To combat that, advocates fighting domestic violence work tirelessly to educate victims, but often don't get cooperation from women who are afraid or apathetic.

The cost for Compass intervention program is $650 for abusers.

For free, victims can receive counseling on how to avoid domestic abuse, but, Daniel says, so few are either interested in coming or feel that they are allowed to by their partner.

About 80 percent of victims stay with the partner who abuses them, she says.

"We still struggle to get women in here," Daniel says. "It's about power and control."

A woman depending on an abuser to seek help is an unlikely solution, says David Landholt, director of the Domestic Abuse Center, which oversees intervention programs in 27 South Carolina counties.

The abusive person almost never owns up to the problem until the abuse goes too far, Landholt says, much like other ailments that are psychological in nature.

"It's a behavior that goes unrecognized by the person, much as alcoholism does," he says.

The state has begun to recognize the problem.

In January, the state's Domestic Violence Protection Act, signed into law this past summer, will take effect.

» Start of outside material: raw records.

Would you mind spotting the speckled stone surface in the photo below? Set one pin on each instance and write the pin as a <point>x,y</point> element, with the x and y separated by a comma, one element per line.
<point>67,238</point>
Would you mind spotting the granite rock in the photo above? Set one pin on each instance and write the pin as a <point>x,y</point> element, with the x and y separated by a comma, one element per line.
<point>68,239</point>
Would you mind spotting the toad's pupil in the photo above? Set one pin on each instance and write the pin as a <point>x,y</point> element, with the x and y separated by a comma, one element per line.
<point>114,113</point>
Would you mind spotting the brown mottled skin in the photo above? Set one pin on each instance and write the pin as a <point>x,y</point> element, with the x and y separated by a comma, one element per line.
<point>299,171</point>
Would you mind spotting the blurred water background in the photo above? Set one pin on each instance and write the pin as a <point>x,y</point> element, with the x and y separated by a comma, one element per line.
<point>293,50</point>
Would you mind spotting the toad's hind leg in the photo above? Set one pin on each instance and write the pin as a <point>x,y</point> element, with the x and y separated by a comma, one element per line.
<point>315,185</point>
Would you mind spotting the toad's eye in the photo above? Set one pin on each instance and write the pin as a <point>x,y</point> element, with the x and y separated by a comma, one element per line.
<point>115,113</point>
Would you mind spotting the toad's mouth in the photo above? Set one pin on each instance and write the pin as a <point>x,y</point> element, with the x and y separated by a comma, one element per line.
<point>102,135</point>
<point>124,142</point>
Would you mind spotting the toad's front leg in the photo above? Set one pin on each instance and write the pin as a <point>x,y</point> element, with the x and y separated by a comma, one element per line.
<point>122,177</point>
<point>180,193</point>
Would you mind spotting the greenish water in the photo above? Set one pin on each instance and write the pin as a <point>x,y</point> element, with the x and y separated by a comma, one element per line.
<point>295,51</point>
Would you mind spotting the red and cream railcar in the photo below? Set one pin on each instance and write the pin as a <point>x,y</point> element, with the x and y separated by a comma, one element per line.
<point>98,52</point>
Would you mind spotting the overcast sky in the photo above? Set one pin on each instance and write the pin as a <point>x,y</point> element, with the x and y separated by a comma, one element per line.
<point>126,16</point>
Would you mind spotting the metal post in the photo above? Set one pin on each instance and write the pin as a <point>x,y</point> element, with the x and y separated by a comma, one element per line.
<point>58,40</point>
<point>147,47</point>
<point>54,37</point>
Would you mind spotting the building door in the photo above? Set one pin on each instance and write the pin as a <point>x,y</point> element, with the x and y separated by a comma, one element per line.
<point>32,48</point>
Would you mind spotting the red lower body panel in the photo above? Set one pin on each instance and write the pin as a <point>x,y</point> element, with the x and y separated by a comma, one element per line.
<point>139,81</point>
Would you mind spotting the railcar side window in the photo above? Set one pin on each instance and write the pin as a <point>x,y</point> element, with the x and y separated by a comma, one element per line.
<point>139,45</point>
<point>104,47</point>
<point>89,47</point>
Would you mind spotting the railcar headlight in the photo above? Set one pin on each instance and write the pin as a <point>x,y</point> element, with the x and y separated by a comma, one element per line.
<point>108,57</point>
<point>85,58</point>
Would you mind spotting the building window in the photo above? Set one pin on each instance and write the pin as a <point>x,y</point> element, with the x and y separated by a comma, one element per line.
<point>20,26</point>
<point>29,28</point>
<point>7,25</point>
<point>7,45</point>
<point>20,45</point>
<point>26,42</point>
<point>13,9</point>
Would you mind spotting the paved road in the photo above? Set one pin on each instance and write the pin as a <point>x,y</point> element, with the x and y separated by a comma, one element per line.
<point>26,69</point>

The new law makes the act or attempt of domestic violence of "a high and aggravated nature" a felony, rather than a misdemeanor.

That could mean prison time for offenders who now face a $500 fine or 30 days in jail for the first, second and third offenses.

Under the new law, judges will be granted greater discretion to require intervention programs for first- and second-time abusers. Third-time abusers will be subject to a minimum three-month prison sentence.

Also, State Attorney General Henry McMaster has started a pilot program designed to recruit pro bono legal representation for domestic abuse victims, who often don't have representation before a magistrate.

Those working to fight domestic abuse laud the steps that government has taken, but they are quick to point out that much more needs to be done.

On the judicial end, Bourus believes that special domestic violence courts must be established statewide so that individual magistrates aren't handed cases on which they aren't qualified to render judgments.

Three such courts operate now in Columbia.

Without stricter laws and more education, little will change, Medway says.

"They don't see themselves as solely responsible, even when they are caught," he says of abusers. "The real bottom line is, this is how these guys think it is."